デザインに同じ MMCM/PLL からのクロック間の同期 CDC パスが含まれる場合、次の方法を使用して、クロック挿入遅延とスキューを制御することにより、これらのパスのスラックを制御できます。

重要: 異なる MMCM/PLL からのクロック間にある CDC パスでは、MMCM/PLL のクロック挿入遅延は制御が困難です。この場合、AMDではこれらのクロック乗せ換えを非同期として扱い、それに合わせてデザインを変更することをお勧めします。

同じ MMCM/PLL の異なる出力ピンからの 2 つのクロック間のパスに対してタイミング解析が実行されると、MMCM/PLL 位相エラーによりそのパスにクロックのばらつきが追加されます。高クロック周波数を使用するデザインでは、位相エラーによりセットアップとホールドの両方でタイミング クロージャ問題が発生することがあります。

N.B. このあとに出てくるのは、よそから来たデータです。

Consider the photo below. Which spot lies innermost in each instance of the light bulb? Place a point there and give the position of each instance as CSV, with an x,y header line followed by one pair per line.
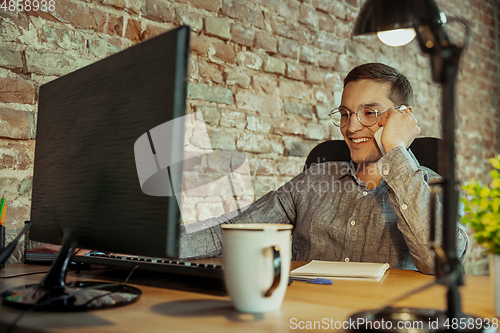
x,y
398,37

次の図に、位相エラーのある場合とない場合のパスの例を示します。パス 1 は、同じ MMCM 出力に接続された 2 つのバッファーからクロックが供給されている CDC パスで、位相エラーはありません。パス 2 には、2 つの異なる MMCM 出力から 2 つのクロックが供給されており、位相エラーがあります。

図 1. MMCM および位相エラー

同じ MMCM/PLL からの 2 つの同期クロックがシンプルな周期比 (/2 /4 /8) である場合は、2 つの BUFGCE_DIV バッファーに接続される 1 つの MMCM/PLL 出力を使用すると、2 つのクロック ドメイン間で位相エラーが発生しないようにできます。BUFGCE_DIV バッファーでは、クロック分周 (/1、/2、/4、/8) が実行されます。その他の周期比 (/3、/5、/6、/7) も使用できますが、クロックのデューティ サイクルを変更する必要があり、混合エッジのタイミング パスがさらに困難になります。

注記: BUFGCE と BUFGCE_DIV のセル遅延は異なるので、AMDでは両方の同期クロックに同じクロック バッファー (2 つの BUFGCE または 2 つの BUFGCE_DIV バッファー) を使用することをお勧めします。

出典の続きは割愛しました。